Mooney Grove Park & Tulare County Museum :)
Nestled amid the old stately oak trees of Mooney Grove Park is the Tulare County Museum.
The museum was erected in 1948 .The museum interior houses a number of exhibits among them military uniforms and weaponry, mining equipment, farming tools, antique toys, ancient office equipment and items celebrating the defunct Visalia Electric Railroad.
The museum also houses collections of Yokuts basketry, Cradle boards, gambling trays, cooking and feasting baskets and a 30,000 year old mammoth tusk found in Woodville, CA.
Located in the museum are the Main Street are old cars, washers and bathtubs along with a view into the offices and equipment once used by doctors, dentists, grocers and barbers.The guns displayed include pieces from the Revolutionary War, the Civil War and a weapon once owned by the notorious train robber Chris Evans.
The most popular exhibit is the red caboose which belonged to the Visalia Electric Railroad line until 1942 and for children and adults alike it a source of joy and interest.
The Cramer House is a ranch style home once located in an area north of Springville and it is one of the oldest homes in Tulare County. Built in the 1860's the Cramer house once a stopping ground for stage coaches as well as a post office, it is rumored to have been a hiding place of the infamous outlaws Frank and Jesse James.
The LaMotte School, built April 8, 1894. Thirty years after it closed the school house was relocated to the Pioneer Village.
The museum also has Visalia's first city jail, the Ducor Women's Civic Clubhouse, antique farm wagons, tractors and tools, a bear trap and a log cabin thought to be the oldest homestead still in existence in Tulare County. Not to mention an extensive collection of wagons and carts used for delivering mail and transporting vacationers to the Sequoia National Park. Mooney Grove Park has been a popular Park for decades. I remember numerous Family Reunions, Birthday Parties, and Celebrations of various event's :)
On weekends the park offers bicycles and surreys for rent as well as boats for a ride on the pond and everyday the End of the Trail statue and the Boy Scout Cabin are available for public viewing.

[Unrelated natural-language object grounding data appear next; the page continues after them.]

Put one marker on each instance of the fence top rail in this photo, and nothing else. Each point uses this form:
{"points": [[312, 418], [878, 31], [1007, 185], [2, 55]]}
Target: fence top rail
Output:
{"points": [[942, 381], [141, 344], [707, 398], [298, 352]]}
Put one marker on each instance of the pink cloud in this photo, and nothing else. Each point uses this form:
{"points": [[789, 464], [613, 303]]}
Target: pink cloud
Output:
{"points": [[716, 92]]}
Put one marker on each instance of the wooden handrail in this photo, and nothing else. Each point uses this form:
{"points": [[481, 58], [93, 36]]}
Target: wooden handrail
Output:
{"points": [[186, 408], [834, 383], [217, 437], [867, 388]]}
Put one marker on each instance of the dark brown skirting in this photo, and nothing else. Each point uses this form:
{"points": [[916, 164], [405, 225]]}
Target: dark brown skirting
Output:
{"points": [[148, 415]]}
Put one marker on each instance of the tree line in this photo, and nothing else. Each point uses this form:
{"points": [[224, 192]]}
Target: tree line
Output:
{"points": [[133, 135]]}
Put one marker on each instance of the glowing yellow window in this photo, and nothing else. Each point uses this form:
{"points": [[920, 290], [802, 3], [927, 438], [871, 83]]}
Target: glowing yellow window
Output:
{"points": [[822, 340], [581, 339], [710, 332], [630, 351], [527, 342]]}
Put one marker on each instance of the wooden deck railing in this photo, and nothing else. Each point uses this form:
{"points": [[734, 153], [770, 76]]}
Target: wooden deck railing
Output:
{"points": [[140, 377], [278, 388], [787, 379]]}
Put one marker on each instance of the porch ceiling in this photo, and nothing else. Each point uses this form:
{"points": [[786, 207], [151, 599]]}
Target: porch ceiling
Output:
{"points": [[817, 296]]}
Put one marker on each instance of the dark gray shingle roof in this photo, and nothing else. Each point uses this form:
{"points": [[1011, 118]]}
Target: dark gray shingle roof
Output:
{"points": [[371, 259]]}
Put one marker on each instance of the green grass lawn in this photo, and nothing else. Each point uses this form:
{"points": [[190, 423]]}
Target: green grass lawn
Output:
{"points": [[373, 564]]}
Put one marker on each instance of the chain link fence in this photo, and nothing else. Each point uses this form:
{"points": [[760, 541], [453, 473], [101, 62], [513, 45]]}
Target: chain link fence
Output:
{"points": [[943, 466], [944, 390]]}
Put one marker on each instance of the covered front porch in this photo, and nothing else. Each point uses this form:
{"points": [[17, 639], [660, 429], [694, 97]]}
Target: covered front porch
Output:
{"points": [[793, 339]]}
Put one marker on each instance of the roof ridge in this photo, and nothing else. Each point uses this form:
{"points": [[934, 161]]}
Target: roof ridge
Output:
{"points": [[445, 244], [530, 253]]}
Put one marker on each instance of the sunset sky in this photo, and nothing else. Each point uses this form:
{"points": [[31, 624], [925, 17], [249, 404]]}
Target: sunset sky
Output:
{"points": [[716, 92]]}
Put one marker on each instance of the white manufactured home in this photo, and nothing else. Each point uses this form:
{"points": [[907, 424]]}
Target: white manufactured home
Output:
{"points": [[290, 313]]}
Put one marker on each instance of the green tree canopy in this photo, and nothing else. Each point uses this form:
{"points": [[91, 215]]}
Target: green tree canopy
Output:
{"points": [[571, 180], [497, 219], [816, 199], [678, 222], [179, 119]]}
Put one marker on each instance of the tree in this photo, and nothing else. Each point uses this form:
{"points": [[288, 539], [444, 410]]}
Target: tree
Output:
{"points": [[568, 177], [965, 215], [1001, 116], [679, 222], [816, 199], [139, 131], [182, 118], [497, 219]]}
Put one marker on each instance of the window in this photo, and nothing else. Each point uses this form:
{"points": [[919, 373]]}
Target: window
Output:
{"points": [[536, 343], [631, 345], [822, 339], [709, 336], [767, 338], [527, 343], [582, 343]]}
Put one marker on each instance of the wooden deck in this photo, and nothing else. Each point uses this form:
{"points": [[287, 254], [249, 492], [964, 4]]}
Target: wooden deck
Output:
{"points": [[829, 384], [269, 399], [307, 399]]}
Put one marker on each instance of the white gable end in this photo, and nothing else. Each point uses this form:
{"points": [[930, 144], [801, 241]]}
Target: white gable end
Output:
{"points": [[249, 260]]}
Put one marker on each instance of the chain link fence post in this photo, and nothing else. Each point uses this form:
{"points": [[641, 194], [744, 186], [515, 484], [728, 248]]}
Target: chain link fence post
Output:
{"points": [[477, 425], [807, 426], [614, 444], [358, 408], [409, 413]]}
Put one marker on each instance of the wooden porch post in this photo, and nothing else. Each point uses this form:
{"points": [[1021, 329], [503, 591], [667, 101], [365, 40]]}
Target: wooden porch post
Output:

Visalia-The Gateway to the Sequoia National Park
"Visalia - quiet and relaxed"
Visalia is known as the city of oaks and gateway to the Sequoias. The community is friendly and it is where agriculture (especially), arts and recreation are abound. Located in the middle of California's agricultural heartland, Visalia is only a three-hour drive from Los Angeles, the San Francisco Bay Area and Sacramento and within one-hour drive to Sequoia & Kings Canyon National Park. Visalia is home to many fine restaurants and contemporary boutiques and the charm of downtown reflects the city's commitment to maintaining the quality of life, community spirit and retail health of the city. Visalia offers beautiful Fruit-/Blosson-/ or Farm-Tours that are just amazing and fun. If you are looking forward to some outdoor/eco-friendly activity, here you go!!!! Have fun in Visalia.
"Sequoia National Park"
You can begin the day with an early breakfast at one of Visalia’s finest café’s or restaurants. Driving east on Hwy 198, you will enter the community of Three Rivers with its charming shops, restaurants and businesses nestled the highway and river. At the Sequoia National Park entrance, Hwy 198 ends and the road becomes the General’s Highway. A few miles past the park entrance, stop at the Foothills Visitors Center. You will find a wealth of information as well as park related books, souvenirs and gifts. You can purchase tickets here for the Crystal Cave Tour; see the stalactites and stalagmites as you journey deep inside this fascinating cave. Really fascinating tour! Continue on to Giant Forest, one of the world’s largest giant sequoia groves. Visit the Giant Forest Museum to learn more about these majestic giants. Take the Crescent Meadow - Moro Rock Road and climb the steps to Moro Rock for it’s breathtaking backcountry views. You can drive onto a fallen giant, and under Tunnel Log for fun and photo opportunities. The walk around Crescent Meadow includes a close look at Tharp’s cabin. After you return to the General’s Highway, their next stop is the General Sherman Tree, the world’s largest tree. (Note: Not the tallest, the LARGEST in volume). The trailhead for the Congress Trail is nearby; it is an easy two-mile walk that loops around the forest. Lodging is available in Sequoia & Kings Canyon National Parks and Sequoia National Forest.